La descalificación porque “no buscan soluciones” asume un guión viciado que, en el fondo, da como bueno el relato patronal. Un relato que está lejos de ser un ejemplo de pulcritud analítica. Así, en el mismo lote de los intereses generales, se contrapone la huelga a unos empresarios que “crean empleo”. Y sí, los empresarios crean empleo, pero su objetivo no es crear empleo. Por lo mismo, se podría decir que los trabajadores, con un aumento salarial, a través de su demanda de consumo, buscan el crecimiento económico o que yo, garabateando papeles, quiero acabar con los bosques noruegos. El objetivo de los empresarios, razonable, es obtener beneficios y si pueden hacerlo sin aumentar el número de sus empleados o con salarios de hambre, lo harán. Y si sus compradores son racistas, no emplearán a vendedores negros. No es mala fe, es el mundo. Pero conviene no confundirnos. En realidad, la perversión del lenguaje es más esencial. En economía se habla de oferta de trabajo para referirse a las empresas y de demanda para los trabajadores. En rigor, tendría que ser al revés, los que pueden ofrecer trabajo, su trabajo, son los trabajadores y los que no lo tienen, los que lo necesitan, los empresarios.
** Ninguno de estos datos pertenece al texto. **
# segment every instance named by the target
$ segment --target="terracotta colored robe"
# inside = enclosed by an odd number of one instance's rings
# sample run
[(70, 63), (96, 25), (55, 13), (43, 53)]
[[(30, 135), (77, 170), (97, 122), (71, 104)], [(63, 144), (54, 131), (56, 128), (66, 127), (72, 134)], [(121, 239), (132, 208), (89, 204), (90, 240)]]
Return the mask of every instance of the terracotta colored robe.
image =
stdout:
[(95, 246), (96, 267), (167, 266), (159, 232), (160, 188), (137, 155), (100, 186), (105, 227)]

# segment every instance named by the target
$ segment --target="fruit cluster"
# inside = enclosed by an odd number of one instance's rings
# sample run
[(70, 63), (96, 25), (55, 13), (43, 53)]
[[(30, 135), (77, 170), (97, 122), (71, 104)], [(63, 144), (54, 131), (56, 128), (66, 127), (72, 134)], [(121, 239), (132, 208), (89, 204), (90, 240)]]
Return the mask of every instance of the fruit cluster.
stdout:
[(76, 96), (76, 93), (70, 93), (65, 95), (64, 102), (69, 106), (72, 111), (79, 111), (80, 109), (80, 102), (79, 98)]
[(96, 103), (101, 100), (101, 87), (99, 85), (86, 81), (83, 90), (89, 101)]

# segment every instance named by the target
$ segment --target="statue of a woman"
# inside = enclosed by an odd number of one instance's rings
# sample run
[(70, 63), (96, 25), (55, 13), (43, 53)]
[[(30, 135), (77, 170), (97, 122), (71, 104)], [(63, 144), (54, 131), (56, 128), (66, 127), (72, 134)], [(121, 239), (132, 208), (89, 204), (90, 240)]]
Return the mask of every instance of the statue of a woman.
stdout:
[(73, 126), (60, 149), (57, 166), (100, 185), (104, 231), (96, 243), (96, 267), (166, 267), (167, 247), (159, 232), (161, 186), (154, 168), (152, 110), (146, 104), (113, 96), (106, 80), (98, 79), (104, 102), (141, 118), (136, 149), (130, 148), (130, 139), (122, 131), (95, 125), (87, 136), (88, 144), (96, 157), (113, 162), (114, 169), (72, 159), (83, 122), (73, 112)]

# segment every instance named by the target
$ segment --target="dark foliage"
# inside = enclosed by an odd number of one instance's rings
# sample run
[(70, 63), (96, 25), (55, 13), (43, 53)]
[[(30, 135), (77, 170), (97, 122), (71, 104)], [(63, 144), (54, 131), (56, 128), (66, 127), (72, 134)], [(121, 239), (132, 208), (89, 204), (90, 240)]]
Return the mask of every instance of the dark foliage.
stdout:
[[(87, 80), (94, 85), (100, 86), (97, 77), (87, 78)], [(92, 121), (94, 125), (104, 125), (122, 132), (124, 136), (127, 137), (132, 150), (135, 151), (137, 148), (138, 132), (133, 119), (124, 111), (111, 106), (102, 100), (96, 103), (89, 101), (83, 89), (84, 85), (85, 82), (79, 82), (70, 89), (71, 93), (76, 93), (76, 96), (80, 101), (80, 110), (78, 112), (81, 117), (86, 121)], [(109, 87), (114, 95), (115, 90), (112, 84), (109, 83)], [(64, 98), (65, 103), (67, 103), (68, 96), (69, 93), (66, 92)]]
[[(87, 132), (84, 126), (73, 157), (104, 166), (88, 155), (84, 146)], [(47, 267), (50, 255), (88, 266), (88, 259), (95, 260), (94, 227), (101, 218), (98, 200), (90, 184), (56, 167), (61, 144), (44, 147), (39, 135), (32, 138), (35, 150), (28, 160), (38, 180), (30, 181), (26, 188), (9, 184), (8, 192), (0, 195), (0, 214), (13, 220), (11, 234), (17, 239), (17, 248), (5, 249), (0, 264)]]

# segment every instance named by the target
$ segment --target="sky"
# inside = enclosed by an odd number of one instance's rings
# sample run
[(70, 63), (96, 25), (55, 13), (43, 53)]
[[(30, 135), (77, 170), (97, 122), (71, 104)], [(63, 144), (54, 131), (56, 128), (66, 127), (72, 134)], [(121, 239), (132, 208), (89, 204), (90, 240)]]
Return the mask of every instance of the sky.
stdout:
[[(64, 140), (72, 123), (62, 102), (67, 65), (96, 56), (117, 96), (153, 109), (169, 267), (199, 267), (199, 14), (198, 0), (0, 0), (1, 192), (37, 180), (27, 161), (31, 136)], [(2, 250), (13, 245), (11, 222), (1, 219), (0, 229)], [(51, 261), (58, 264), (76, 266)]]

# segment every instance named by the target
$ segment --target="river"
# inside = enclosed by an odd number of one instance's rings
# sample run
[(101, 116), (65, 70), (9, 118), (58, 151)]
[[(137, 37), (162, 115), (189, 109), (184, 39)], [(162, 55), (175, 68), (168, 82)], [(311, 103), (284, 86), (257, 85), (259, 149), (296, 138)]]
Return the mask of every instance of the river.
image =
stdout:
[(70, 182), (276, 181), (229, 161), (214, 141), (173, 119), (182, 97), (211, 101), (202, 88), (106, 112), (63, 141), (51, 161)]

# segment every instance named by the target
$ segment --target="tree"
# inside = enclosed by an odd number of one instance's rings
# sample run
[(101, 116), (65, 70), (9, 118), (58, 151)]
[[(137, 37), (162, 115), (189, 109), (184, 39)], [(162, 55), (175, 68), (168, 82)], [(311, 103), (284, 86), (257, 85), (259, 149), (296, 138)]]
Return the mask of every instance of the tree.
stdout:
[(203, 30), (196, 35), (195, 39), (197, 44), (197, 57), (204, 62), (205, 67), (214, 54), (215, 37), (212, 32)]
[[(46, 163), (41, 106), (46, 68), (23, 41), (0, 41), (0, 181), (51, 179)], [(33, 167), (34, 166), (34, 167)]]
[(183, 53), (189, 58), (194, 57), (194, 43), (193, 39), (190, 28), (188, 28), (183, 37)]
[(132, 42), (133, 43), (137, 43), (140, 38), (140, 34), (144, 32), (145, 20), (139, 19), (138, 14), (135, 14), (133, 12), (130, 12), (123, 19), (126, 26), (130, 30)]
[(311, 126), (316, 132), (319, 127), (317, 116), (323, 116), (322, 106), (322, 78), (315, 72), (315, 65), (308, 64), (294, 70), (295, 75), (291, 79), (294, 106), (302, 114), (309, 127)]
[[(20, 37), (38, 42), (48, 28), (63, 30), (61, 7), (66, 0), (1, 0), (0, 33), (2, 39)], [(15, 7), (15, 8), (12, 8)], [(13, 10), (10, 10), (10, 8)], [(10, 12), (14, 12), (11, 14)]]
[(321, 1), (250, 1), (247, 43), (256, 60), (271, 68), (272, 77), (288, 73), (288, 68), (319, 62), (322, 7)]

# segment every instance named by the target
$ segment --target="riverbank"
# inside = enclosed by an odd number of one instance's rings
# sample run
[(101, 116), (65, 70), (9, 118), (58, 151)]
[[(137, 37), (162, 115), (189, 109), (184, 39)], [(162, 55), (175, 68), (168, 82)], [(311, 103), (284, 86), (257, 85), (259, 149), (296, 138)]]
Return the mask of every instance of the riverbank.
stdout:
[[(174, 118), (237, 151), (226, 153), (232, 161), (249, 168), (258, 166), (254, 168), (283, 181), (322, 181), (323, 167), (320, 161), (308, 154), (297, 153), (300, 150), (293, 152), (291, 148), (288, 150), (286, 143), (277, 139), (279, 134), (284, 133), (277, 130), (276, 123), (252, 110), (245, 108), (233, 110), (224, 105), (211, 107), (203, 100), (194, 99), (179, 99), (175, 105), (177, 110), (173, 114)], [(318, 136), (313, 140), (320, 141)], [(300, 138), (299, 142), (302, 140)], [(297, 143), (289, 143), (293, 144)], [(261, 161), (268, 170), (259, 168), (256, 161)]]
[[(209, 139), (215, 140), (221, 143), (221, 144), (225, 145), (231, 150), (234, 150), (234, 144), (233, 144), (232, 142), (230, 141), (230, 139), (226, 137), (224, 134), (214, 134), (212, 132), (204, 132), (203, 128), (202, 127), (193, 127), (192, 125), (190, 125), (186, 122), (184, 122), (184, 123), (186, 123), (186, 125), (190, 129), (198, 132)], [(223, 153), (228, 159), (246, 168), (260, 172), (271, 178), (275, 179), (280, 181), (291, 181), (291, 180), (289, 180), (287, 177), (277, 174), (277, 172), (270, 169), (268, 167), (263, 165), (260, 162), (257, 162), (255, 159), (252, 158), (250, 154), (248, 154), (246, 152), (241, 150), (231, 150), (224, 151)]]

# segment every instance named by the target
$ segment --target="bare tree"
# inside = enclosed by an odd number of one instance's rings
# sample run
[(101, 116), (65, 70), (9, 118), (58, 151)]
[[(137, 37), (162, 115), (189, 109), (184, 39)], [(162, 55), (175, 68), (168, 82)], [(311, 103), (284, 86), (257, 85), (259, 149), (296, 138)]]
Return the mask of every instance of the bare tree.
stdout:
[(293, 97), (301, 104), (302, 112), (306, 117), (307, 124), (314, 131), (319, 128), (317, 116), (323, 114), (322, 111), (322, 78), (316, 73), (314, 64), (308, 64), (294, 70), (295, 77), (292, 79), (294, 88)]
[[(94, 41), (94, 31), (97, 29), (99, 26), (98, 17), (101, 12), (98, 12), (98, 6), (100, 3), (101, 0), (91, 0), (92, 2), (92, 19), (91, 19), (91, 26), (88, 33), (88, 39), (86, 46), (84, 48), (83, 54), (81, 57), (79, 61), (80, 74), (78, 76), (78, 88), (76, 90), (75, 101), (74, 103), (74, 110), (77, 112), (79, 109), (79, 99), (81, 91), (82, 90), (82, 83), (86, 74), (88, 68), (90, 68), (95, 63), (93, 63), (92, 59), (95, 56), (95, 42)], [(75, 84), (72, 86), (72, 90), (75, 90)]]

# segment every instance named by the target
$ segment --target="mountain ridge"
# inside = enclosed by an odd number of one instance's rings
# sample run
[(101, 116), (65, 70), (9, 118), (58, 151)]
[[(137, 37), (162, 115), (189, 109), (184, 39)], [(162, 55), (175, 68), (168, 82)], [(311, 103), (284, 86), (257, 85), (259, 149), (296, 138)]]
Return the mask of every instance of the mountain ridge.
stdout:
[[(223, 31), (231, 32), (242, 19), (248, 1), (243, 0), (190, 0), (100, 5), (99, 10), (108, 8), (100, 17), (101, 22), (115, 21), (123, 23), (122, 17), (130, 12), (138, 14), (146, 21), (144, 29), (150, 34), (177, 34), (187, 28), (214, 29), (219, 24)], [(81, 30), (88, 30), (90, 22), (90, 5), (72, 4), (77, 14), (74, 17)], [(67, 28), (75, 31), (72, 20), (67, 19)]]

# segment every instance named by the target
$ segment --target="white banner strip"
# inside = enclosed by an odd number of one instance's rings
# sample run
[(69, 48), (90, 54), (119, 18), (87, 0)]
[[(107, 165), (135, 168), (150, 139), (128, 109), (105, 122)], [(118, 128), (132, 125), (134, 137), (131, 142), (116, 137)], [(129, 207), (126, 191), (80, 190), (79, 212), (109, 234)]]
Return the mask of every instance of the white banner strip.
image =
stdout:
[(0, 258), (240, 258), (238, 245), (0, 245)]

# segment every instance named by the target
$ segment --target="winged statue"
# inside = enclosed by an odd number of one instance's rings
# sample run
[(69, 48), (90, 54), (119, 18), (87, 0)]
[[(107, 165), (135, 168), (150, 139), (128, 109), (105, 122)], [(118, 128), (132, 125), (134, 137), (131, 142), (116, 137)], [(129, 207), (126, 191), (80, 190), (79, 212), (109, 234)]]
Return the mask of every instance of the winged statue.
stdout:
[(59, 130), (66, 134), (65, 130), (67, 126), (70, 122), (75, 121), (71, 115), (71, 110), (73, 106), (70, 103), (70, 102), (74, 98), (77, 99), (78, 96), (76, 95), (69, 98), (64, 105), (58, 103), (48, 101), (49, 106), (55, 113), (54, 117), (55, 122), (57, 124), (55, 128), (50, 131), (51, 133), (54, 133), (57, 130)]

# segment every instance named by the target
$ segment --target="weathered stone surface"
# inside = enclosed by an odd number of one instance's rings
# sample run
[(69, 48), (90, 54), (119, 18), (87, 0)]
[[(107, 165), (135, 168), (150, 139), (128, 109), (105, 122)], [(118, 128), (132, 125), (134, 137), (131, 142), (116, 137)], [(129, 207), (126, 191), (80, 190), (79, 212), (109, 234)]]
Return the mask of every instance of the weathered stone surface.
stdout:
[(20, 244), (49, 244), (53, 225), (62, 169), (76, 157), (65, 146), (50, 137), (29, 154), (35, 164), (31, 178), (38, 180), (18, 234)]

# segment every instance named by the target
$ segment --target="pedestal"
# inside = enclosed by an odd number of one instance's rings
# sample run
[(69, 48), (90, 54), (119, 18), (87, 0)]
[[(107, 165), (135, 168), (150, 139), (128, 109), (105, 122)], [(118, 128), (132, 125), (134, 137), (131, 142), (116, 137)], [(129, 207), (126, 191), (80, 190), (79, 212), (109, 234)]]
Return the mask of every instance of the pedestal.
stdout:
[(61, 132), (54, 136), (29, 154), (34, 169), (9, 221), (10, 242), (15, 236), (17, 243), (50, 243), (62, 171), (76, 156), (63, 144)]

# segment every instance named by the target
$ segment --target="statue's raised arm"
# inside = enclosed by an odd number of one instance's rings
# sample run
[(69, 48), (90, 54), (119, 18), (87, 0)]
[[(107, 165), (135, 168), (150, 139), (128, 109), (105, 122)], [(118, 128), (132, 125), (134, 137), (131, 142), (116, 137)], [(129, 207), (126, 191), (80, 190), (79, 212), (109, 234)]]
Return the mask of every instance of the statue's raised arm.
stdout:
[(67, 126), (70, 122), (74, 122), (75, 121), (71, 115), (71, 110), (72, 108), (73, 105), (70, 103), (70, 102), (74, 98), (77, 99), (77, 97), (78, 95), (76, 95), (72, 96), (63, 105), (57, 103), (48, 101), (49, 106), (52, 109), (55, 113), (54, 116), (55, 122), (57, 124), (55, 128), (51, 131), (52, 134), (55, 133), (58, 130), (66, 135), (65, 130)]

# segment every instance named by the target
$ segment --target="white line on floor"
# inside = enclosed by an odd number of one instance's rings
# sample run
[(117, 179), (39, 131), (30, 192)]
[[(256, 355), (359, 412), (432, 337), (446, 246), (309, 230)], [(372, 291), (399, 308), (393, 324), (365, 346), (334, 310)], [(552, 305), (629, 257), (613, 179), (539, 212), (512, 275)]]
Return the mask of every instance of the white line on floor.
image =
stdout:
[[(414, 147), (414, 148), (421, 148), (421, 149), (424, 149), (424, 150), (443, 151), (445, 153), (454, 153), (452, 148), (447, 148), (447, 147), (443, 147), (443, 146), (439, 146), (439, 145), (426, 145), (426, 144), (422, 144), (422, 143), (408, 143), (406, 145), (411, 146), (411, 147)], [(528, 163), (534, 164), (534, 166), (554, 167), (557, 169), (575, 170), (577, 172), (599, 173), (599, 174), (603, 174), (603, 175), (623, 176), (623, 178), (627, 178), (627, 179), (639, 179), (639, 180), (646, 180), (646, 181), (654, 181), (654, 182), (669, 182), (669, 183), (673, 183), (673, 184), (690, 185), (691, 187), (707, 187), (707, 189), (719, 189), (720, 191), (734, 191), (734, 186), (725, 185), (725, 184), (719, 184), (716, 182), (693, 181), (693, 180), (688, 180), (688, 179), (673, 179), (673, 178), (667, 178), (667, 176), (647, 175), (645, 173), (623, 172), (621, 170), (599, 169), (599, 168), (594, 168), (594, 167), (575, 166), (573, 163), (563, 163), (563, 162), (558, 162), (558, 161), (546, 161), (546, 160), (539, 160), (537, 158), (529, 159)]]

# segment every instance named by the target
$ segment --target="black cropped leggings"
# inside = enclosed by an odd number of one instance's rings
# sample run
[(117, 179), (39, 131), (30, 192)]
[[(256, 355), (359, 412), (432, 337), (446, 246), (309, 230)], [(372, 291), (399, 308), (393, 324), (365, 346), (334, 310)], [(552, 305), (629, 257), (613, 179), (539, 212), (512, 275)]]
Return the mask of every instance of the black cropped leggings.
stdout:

Los objetivos de la huelga o sus posibilidades de éxito pueden discutirse. Y sobre los sindicatos, y sus servilismos políticos, ideológicos e institucionales, hasta la fatiga. Basta con ver sus connivencias o sus silencios ante los nacionalismos. Pero las dudas sobre tales comportamientos, que enlodan su mejor historia, no pueden ni siquiera rozar derechos que son la condición de posibilidad de una democracia que no ignore la voz de sus ciudadanos. Por lo que pueda venir.
Félix Ovejero es profesor de la Universidad de Barcelona.